The first film of the New Year turns out to be this quirky and offbeat offering from Alejandro Gonzalez Inaritu, a riveting slice of cinema that’s actually all about live theatre and the essential differences between the two media. It’s heartening to see a packed screening on opening night for what is essentially a highly experimental work, one that has as many questions as it does answers and one moreover that is cleverly edited to look like one continuous tracking shot.

Riggan Thomson (Michael Keaton) is undergoing a long dark night of the soul. Formally the star of a series of successful superhero movies, he is attempting to rejuvenate his career by appearing on Broadway in an adaptation of a Raymond Carver short story which he has written himself. When his lead actor is injured the night before the first performance, he manages to acquire the services of Mike Shiner (Ed Norton) a conceited method actor who is as destructive as he is accomplished.

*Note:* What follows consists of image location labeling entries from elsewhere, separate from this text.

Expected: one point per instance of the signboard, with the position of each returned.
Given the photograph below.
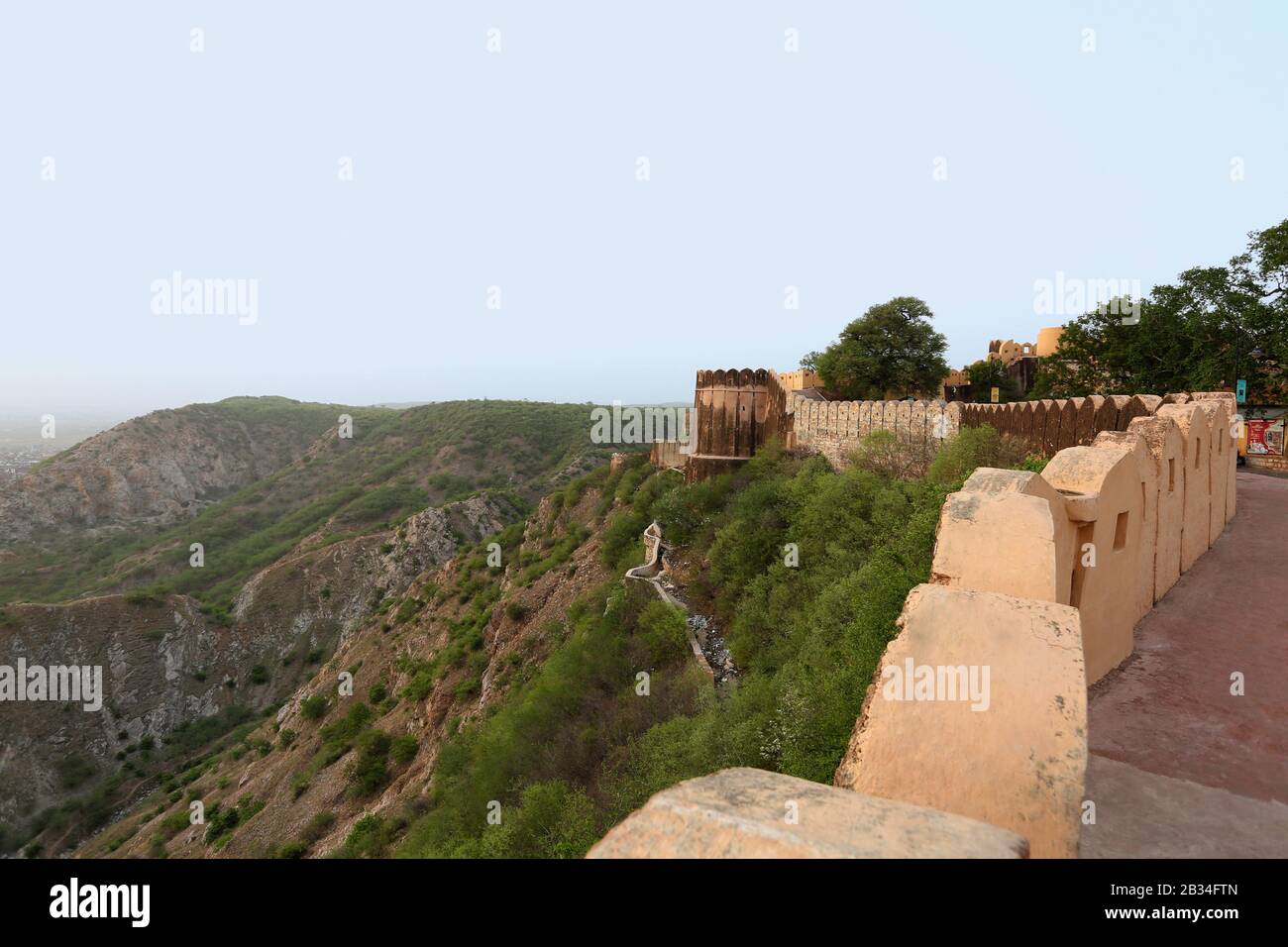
(1265, 437)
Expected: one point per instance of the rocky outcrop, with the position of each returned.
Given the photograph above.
(165, 664)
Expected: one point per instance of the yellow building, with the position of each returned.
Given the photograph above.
(799, 379)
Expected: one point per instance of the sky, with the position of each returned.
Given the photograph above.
(589, 201)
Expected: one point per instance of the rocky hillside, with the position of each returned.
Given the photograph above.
(331, 488)
(175, 677)
(159, 470)
(424, 664)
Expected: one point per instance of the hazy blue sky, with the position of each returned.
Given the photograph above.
(518, 169)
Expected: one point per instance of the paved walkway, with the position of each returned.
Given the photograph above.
(1179, 766)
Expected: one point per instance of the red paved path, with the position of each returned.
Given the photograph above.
(1168, 709)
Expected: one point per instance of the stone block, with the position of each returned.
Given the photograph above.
(752, 813)
(1020, 763)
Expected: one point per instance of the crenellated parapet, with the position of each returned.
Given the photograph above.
(978, 709)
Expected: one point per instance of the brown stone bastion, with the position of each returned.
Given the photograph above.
(1037, 585)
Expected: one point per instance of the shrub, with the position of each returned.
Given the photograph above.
(403, 749)
(313, 707)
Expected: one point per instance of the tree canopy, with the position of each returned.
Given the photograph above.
(984, 376)
(890, 351)
(1214, 326)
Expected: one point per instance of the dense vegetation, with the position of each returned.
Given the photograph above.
(395, 464)
(1214, 326)
(890, 352)
(578, 748)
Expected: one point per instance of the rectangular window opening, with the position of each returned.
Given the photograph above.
(1121, 531)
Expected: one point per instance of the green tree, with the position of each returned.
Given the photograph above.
(984, 376)
(892, 351)
(1214, 326)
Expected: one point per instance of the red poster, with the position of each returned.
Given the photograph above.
(1265, 437)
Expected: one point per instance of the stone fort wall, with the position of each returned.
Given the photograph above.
(1041, 579)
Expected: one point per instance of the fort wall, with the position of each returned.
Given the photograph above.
(1037, 583)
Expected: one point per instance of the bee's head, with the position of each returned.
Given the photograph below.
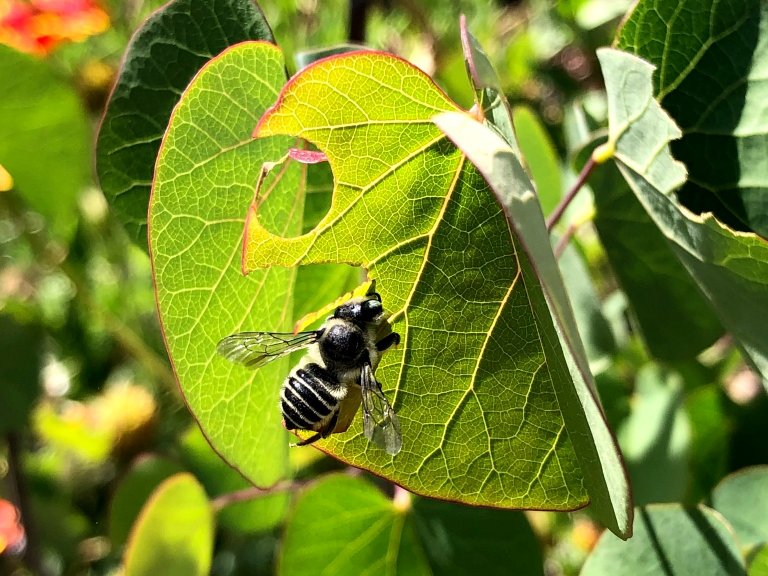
(361, 310)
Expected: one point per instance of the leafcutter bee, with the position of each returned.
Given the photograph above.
(324, 390)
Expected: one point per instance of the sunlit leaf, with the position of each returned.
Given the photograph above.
(470, 380)
(207, 170)
(710, 77)
(669, 539)
(731, 268)
(164, 55)
(174, 532)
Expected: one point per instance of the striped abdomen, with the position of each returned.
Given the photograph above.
(310, 397)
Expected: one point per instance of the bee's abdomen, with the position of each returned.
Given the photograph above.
(306, 398)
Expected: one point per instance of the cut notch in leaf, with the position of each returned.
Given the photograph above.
(480, 419)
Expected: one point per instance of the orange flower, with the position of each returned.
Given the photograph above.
(38, 26)
(12, 536)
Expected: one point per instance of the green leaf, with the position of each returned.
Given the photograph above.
(742, 498)
(669, 539)
(44, 138)
(540, 157)
(164, 55)
(251, 516)
(710, 78)
(758, 565)
(601, 463)
(21, 348)
(731, 268)
(655, 438)
(375, 535)
(470, 380)
(174, 532)
(668, 309)
(207, 169)
(133, 491)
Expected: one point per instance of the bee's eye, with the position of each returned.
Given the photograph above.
(371, 309)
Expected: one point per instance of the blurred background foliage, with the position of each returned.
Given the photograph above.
(90, 416)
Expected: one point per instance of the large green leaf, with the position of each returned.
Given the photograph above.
(164, 55)
(669, 539)
(44, 138)
(373, 534)
(742, 498)
(566, 359)
(731, 268)
(174, 532)
(471, 380)
(710, 77)
(207, 169)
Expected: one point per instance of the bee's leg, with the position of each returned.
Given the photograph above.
(388, 341)
(325, 432)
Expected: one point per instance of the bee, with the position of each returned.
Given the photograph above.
(324, 390)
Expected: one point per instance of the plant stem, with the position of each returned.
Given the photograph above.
(32, 556)
(251, 493)
(554, 218)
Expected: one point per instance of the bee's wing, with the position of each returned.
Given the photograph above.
(254, 349)
(380, 422)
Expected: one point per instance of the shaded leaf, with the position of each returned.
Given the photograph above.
(21, 350)
(601, 463)
(44, 138)
(163, 56)
(710, 77)
(174, 532)
(674, 318)
(731, 268)
(207, 169)
(655, 438)
(669, 539)
(373, 534)
(742, 498)
(469, 380)
(133, 491)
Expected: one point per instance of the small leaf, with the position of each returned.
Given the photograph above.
(470, 380)
(133, 491)
(374, 535)
(183, 35)
(540, 157)
(669, 539)
(710, 78)
(742, 498)
(731, 268)
(656, 437)
(44, 138)
(206, 172)
(174, 532)
(21, 347)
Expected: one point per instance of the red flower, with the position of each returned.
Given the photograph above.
(38, 26)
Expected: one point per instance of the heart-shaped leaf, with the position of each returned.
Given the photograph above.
(471, 379)
(731, 268)
(710, 77)
(206, 173)
(163, 56)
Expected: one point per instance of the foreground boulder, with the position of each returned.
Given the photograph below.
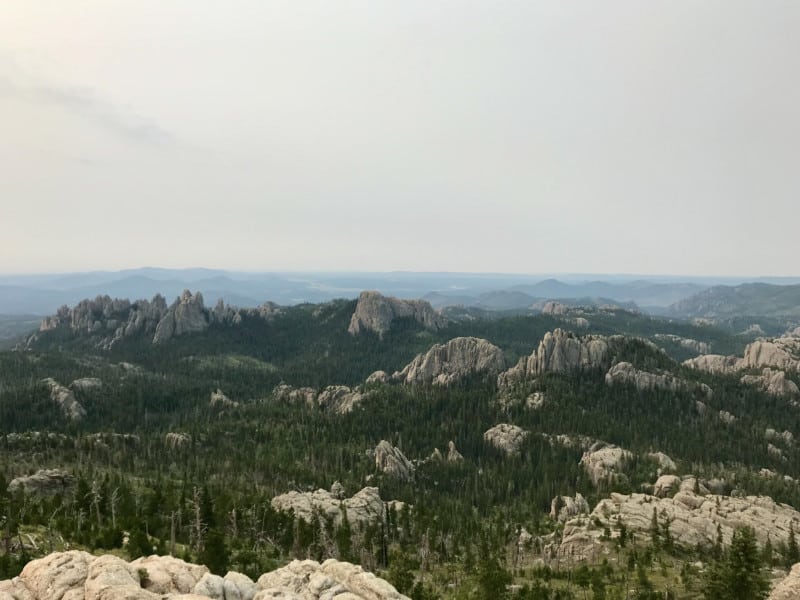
(445, 364)
(78, 575)
(43, 483)
(376, 312)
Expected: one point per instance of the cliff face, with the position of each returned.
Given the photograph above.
(375, 312)
(78, 574)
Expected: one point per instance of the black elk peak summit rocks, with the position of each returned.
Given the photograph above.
(375, 312)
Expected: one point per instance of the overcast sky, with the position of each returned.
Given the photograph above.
(656, 137)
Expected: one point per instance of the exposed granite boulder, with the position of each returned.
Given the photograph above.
(772, 382)
(688, 343)
(176, 440)
(310, 580)
(506, 437)
(375, 312)
(364, 507)
(789, 587)
(713, 363)
(44, 483)
(446, 363)
(339, 399)
(559, 351)
(453, 455)
(564, 508)
(77, 575)
(391, 461)
(665, 463)
(666, 485)
(693, 519)
(626, 373)
(86, 383)
(780, 353)
(65, 399)
(604, 463)
(186, 315)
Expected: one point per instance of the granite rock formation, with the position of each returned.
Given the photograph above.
(77, 574)
(446, 363)
(376, 312)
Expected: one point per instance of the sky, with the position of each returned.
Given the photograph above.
(658, 137)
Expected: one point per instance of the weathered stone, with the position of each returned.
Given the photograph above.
(446, 363)
(789, 587)
(564, 508)
(43, 483)
(626, 373)
(375, 312)
(506, 437)
(365, 506)
(772, 382)
(65, 399)
(604, 462)
(391, 461)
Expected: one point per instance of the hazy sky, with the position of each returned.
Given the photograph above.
(549, 136)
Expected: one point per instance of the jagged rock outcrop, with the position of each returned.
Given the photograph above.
(666, 485)
(186, 315)
(559, 351)
(506, 437)
(220, 400)
(555, 308)
(65, 399)
(86, 383)
(626, 373)
(604, 462)
(363, 507)
(340, 399)
(713, 363)
(43, 483)
(789, 587)
(688, 343)
(391, 461)
(665, 463)
(779, 353)
(311, 580)
(772, 382)
(77, 575)
(288, 393)
(564, 508)
(446, 363)
(693, 519)
(375, 312)
(110, 321)
(453, 455)
(176, 440)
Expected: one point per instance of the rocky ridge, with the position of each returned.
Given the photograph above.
(626, 373)
(446, 363)
(76, 574)
(693, 518)
(391, 461)
(339, 399)
(65, 399)
(376, 312)
(364, 507)
(113, 320)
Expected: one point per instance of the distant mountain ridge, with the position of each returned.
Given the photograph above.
(752, 299)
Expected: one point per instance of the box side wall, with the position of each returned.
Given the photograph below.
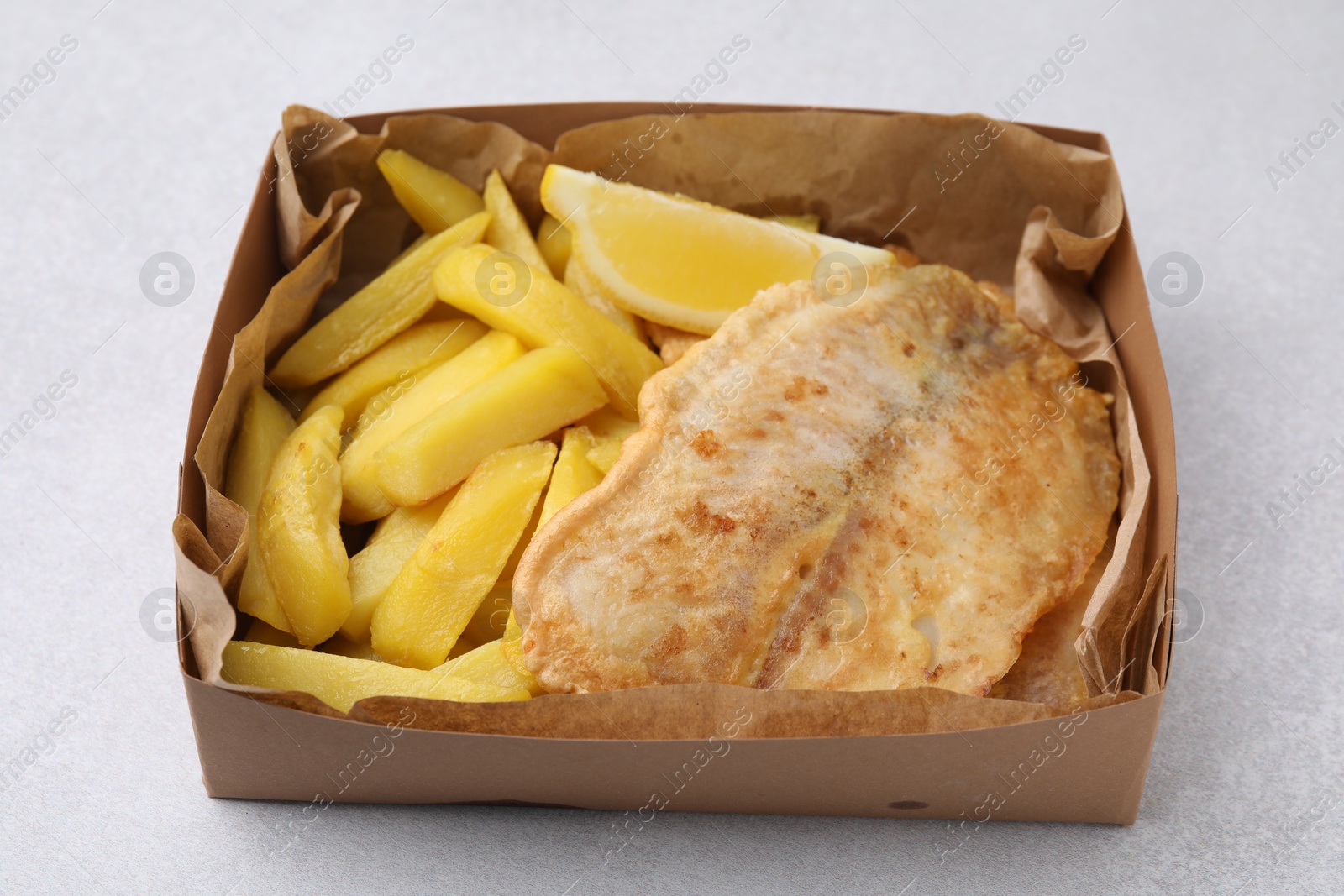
(1122, 293)
(1086, 768)
(544, 123)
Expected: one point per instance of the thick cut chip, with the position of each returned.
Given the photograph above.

Meanwhile Riggan juggles the affections of his daughter cum personal assistant, Sam (Emma Stone), his lover Laura (Andrea Riseborough) his lead actress Lesley (Naomi Watts) and his manager, Jake (an unusually retrained Zach Galifiniakis.) But the spectre of his previous screen persona still haunts him and he is having terrible trouble differentiating between what is real and what is imaginary…

The film is never less than captivating and from time to time takes off on inspired flights of fantasy that dazzle the eye and stir the imagination. Keaton is a revelation in the lead role, giving the audience insights into the mind of a man who is constantly on the edge of insanity (his previous incarnation as Tim Burton’s Batman gives the story added poignancy) and the script comes laced with a vein of dark humour that never shrinks from savaging the very industry that has nurtured it. If the other films of 2015 are in this league it’s going to be a fine year indeed.